Getting a good night’s sleep should be easy; the only thing you need to do is, quite literally, nothing at all. Yet so many of us fail at this vital task night after night and are faced to deal with the consequences, the least of which is a bad mood, and the worst is far more concerning.
“Chronic sleep deprivation can increase the likelihood of coronary events, obesity and type 2 diabetes, and can reduce the body’s resistance to infection,” explains Dr. Teofilo L. Lee-Chiong Jr., sleep expert and Chief Medical Liaison at Philips Respironics. And the list of negative side effects doesn’t end there. You know that clumsy, slow-mo feeling you get after a night of tossing and turning? When you can’t seem to hold a thought or get from point A to point B without tripping over your own feet? That seemingly harmless loopiness is actually quite problematic, even dangerous.
“Chronic sleep loss has been said to increase incidences of automobile accidents, work accidents, relationship problems,” says Mark J. Muehlbach, Ph.D., clinical director at Clayton Sleep Institute in St. Louis, Missouri. And it doesn’t take long to reach this state of increased risk. According to Dr. Muehlbach, “After five nights of obtaining five hours of sleep or less we show similar behaviors as being legally intoxicated.”
The takeaway: you need sleep. Not only for the sake of your own health, but for the safety and well-being of your loved ones, colleagues and fellow motor vehicle operators. The next time you hit the hay, consider these dos, don’ts and general guidelines for getting a decent night of shut-eye.
How Much Sleep Is Enough?
We’re all familiar with the eight-hour rule, but is that the standard for everyone?
Not exactly. “Eight hours is not a magic number,” explains Dr. Muehlbach. While the National Sleep Foundation recommends that adults ages 18–64 get somewhere between seven and nine hours, the optimum amount of sleep varies per person and changes with age.
Dr. Lee-Chiong provides a simple answer to this age-old question: “You should get whatever is necessary to both consistently achieve and sustain wakefulness and alertness to accomplish the tasks of daily living and promote health.”
It’s All In The Preparation
Getting a good night’s sleep can be a bit like getting in shape or running a marathon; it comes naturally for some people, but most of us have to work at it. Here are few ways you can set yourself up for success:
Establish a routine. Go to bed and wake up at the same time every day, even on the weekends. “Our circadian rhythm, the 24-hour rhythm that helps regulate our sleep/wake cycle, likes to be on a set schedule,” explains Dr. Muehlbach.
Wind down. Once you’ve set firm sleep and wake times, incorporate a 45-minute “wind down” period leading up to lights out. Use this time to read quietly or meditate. Most importantly, shut off all screens, including your mobile device. “Our circadian rhythm is sensitive,” says Dr. Muehlbach, “and even the light from cell phones can affect our sleep.”

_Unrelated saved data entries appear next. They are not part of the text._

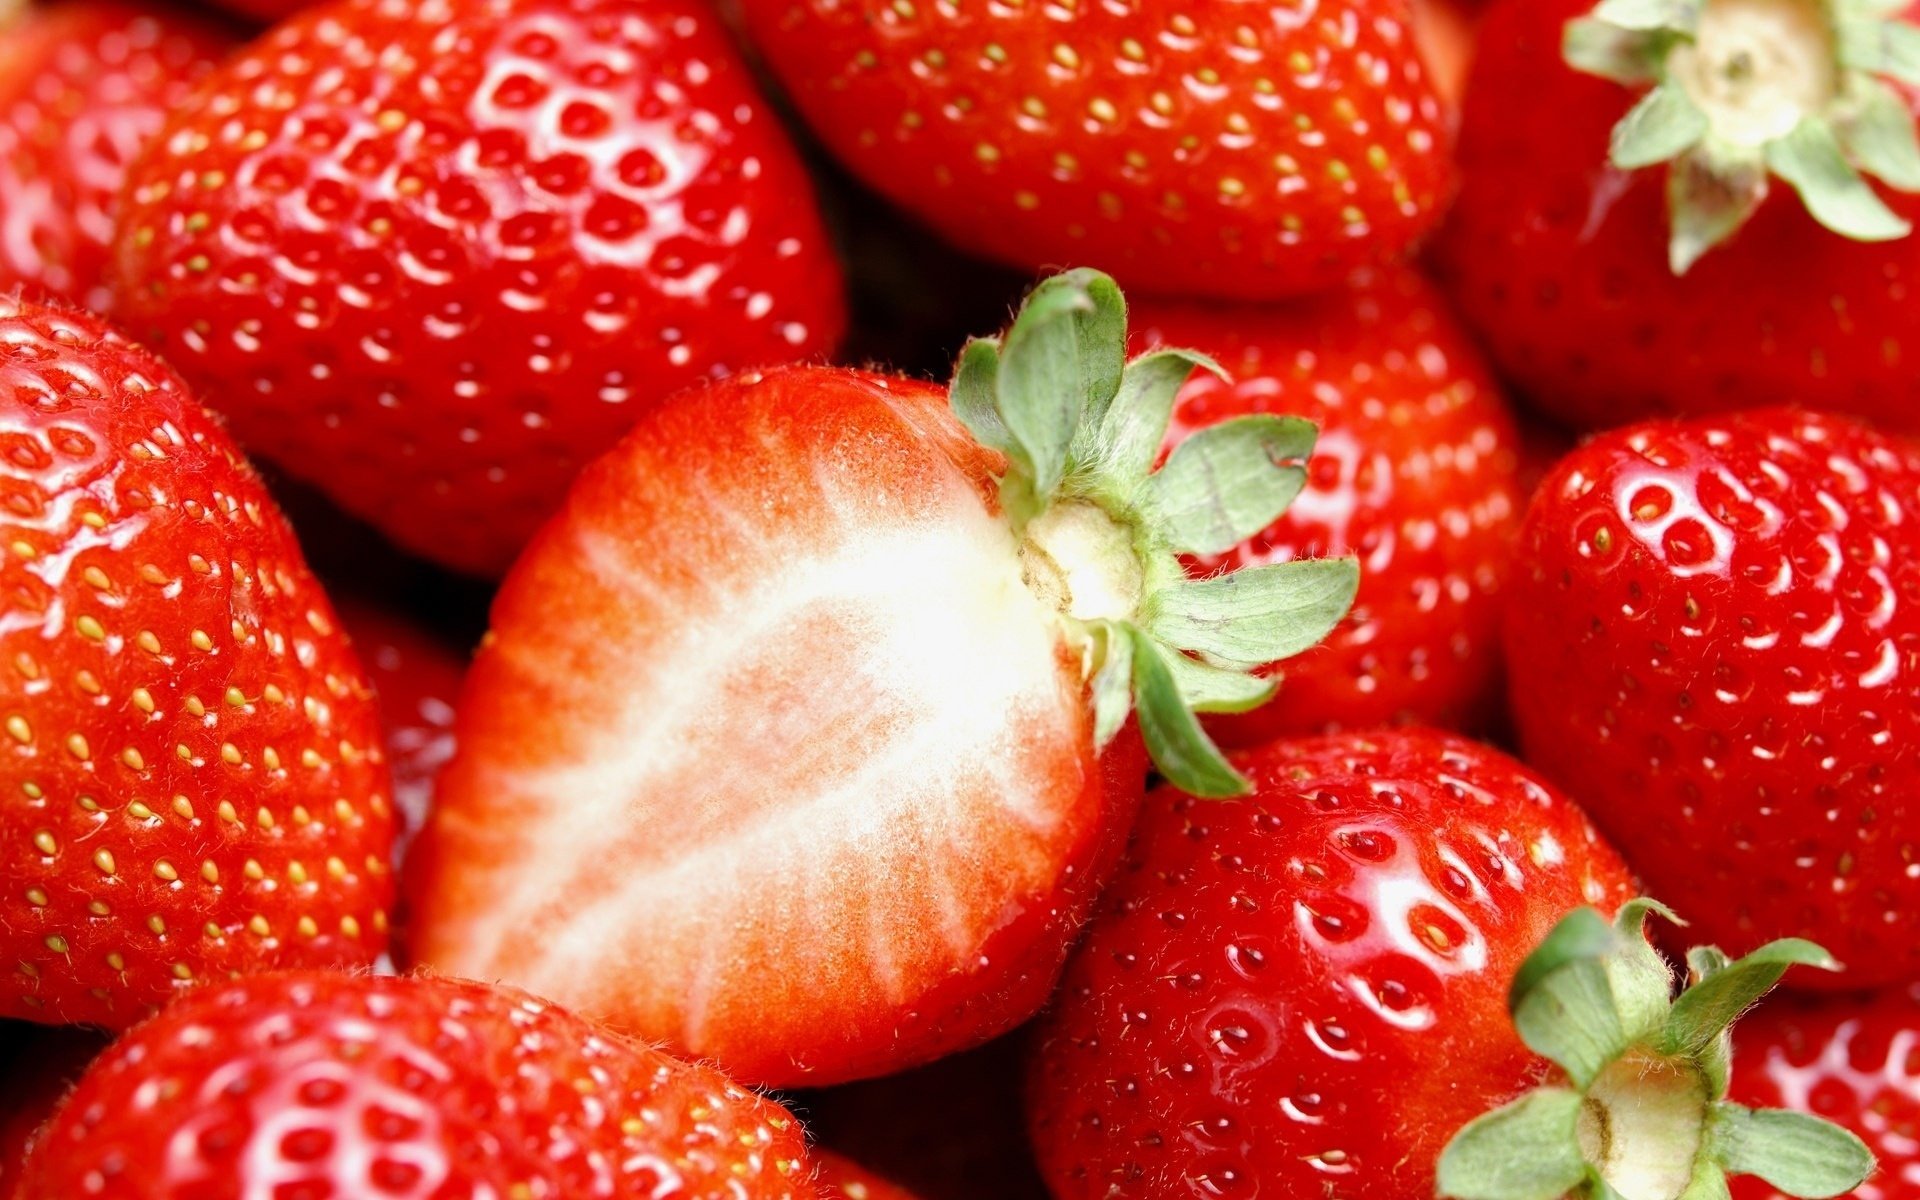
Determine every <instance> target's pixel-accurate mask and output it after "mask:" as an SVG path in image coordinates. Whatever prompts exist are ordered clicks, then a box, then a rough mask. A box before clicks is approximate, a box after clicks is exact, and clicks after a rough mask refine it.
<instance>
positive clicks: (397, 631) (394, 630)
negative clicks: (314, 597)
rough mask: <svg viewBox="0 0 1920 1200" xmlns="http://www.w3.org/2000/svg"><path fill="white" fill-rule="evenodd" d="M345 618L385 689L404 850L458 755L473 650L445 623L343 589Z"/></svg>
mask: <svg viewBox="0 0 1920 1200" xmlns="http://www.w3.org/2000/svg"><path fill="white" fill-rule="evenodd" d="M340 620H342V624H346V630H348V634H349V636H351V637H353V649H355V651H357V653H359V657H361V662H365V664H367V678H369V680H371V682H372V687H374V693H378V697H380V728H382V730H384V732H386V737H384V741H386V762H388V770H390V772H392V776H394V804H396V808H397V816H396V822H397V829H396V833H397V835H396V839H394V841H396V847H394V852H396V856H403V854H405V843H407V839H409V837H411V835H413V833H419V831H420V828H422V826H424V824H426V810H428V806H430V804H432V803H434V780H436V778H438V776H440V768H444V766H445V764H447V760H449V758H453V705H455V703H457V701H459V695H461V680H463V678H465V676H467V655H463V653H461V651H459V649H457V647H455V645H453V643H451V641H449V639H447V637H444V636H440V632H438V630H428V628H424V626H420V624H419V622H415V620H411V618H407V616H403V614H399V612H397V611H394V609H390V607H384V605H376V603H372V601H367V599H359V597H351V595H342V597H340Z"/></svg>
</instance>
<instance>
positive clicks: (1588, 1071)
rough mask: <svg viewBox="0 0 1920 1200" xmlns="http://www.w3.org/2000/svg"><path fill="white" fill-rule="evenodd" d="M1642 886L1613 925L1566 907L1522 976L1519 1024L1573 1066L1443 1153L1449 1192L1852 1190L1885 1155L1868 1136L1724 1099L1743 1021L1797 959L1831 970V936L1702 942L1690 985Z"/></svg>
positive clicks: (1609, 1198) (1631, 1191)
mask: <svg viewBox="0 0 1920 1200" xmlns="http://www.w3.org/2000/svg"><path fill="white" fill-rule="evenodd" d="M1655 912H1657V914H1661V916H1665V918H1667V920H1674V922H1676V924H1678V918H1674V914H1672V912H1670V910H1667V908H1665V906H1663V904H1657V902H1653V900H1632V902H1628V904H1626V906H1624V908H1620V914H1619V916H1617V918H1615V920H1613V924H1609V922H1607V920H1605V918H1603V916H1601V914H1597V912H1594V910H1592V908H1580V910H1576V912H1572V914H1569V916H1567V918H1565V920H1563V922H1561V924H1559V925H1555V929H1553V931H1551V933H1549V935H1548V939H1546V941H1544V943H1542V945H1540V948H1538V950H1534V954H1532V956H1530V958H1528V960H1526V962H1524V964H1523V966H1521V970H1519V973H1517V975H1515V979H1513V991H1511V995H1509V1006H1511V1010H1513V1023H1515V1029H1517V1031H1519V1035H1521V1041H1524V1043H1526V1046H1528V1048H1532V1050H1534V1052H1536V1054H1540V1056H1542V1058H1548V1060H1551V1062H1553V1064H1557V1066H1559V1069H1561V1073H1563V1079H1559V1081H1555V1083H1549V1085H1548V1087H1540V1089H1536V1091H1532V1092H1528V1094H1524V1096H1521V1098H1519V1100H1515V1102H1513V1104H1507V1106H1505V1108H1500V1110H1494V1112H1490V1114H1486V1116H1484V1117H1480V1119H1476V1121H1473V1123H1471V1125H1467V1127H1465V1129H1461V1131H1459V1135H1455V1137H1453V1140H1452V1142H1450V1144H1448V1148H1446V1152H1444V1154H1442V1156H1440V1179H1438V1194H1440V1196H1450V1198H1453V1200H1561V1198H1563V1196H1565V1198H1586V1200H1726V1198H1728V1185H1726V1177H1728V1175H1757V1177H1761V1179H1764V1181H1766V1183H1768V1185H1772V1187H1774V1188H1776V1190H1780V1192H1784V1194H1788V1196H1805V1198H1807V1200H1818V1198H1826V1196H1843V1194H1847V1192H1851V1190H1853V1188H1855V1187H1859V1185H1860V1181H1864V1179H1866V1177H1868V1175H1870V1173H1872V1169H1874V1156H1872V1152H1870V1150H1868V1148H1866V1144H1864V1142H1860V1139H1857V1137H1855V1135H1851V1133H1847V1131H1845V1129H1841V1127H1839V1125H1834V1123H1830V1121H1822V1119H1820V1117H1812V1116H1805V1114H1797V1112H1784V1110H1753V1108H1745V1106H1741V1104H1734V1102H1730V1100H1728V1098H1726V1087H1728V1075H1730V1071H1732V1056H1734V1043H1732V1035H1730V1027H1732V1023H1734V1021H1736V1020H1738V1018H1740V1014H1743V1012H1745V1010H1747V1008H1751V1006H1753V1004H1755V1002H1757V1000H1759V998H1761V996H1763V995H1766V993H1768V991H1770V989H1772V987H1774V983H1778V981H1780V975H1784V973H1786V970H1788V968H1789V966H1812V968H1822V970H1834V968H1836V964H1834V960H1832V958H1830V956H1828V954H1826V950H1822V948H1820V947H1816V945H1812V943H1809V941H1799V939H1784V941H1776V943H1768V945H1764V947H1761V948H1759V950H1755V952H1753V954H1747V956H1745V958H1740V960H1728V958H1726V954H1722V952H1720V950H1716V948H1711V947H1701V948H1695V950H1692V952H1690V954H1688V968H1690V977H1692V983H1690V985H1688V987H1686V989H1684V991H1682V993H1680V995H1678V996H1674V995H1672V970H1670V968H1668V964H1667V960H1665V958H1661V954H1659V950H1655V948H1653V947H1651V945H1649V943H1647V937H1645V920H1647V914H1655Z"/></svg>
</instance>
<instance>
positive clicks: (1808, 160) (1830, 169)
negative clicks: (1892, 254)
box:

Exercise. Get your blood pumping, but make sure you’re finishing your workouts about four hours prior to turning in. While exercise has been shown to improve sleep quality, Dr. Lee-Chiong advises that “stimulating physical activities late in the evening are particularly sleep disruptive.”
Reserve your bedroom for sleep. Your bedroom should be a sanctuary, not a home theater or second office. “Habitually using the bed and bedroom for non-sleep-related activities, such as watching TV or spending excessive time awake in bed are no-no’s if one is trying to improve sleep,” says Dr. Lee-Chiong.
You know what they say about the “best laid plans…” Here are a few things to try the next time you find yourself wide awake and staring at your bedroom ceiling.
Get up. The goal is to get your brain to associate your bed with falling asleep. So if you’ve been awake for over 20 minutes, don’t just lie there. Get up and move to a different part of the house. Dr. Muehlbach recommends doing a relaxing activity or reading something that’s not particularly exciting until drowsiness sets in.
Adjust your environment. Most people sleep best in cool, dark and quiet rooms. Try lowering the temperature, hanging light-blocking curtains and using a fan or white noise machine to drown out sound.
Watch what you drink. You may need to cut off your tea and coffee consumption earlier than you think. “Avoid caffeine about six hours before bedtime,” advises Dr. Muehlbach. And while a cocktail or glass of wine may help you initially fall asleep, it can turn against you later once your body begins to metabolize the alcohol. Therefore, reduce your booze consumption or avoid it all together.
Make lists. If racing thoughts, to-do lists or constantly looping song lyrics tend to keep you up, try writing down what’s on your mind during your wind down period. “You can also jot down things that you are worried about. The idea is get these things out of your head before you get into bed,” says Dr. Muehlbach.
While many sleep issues can be remedied with lifestyle changes, it’s important to consult a doctor if your problem becomes persistent. According to Dr. Muehlbach, signs of more serious sleep disorders include trouble sleeping three nights a week for three months, loud snoring or falling asleep unintentionally during the day.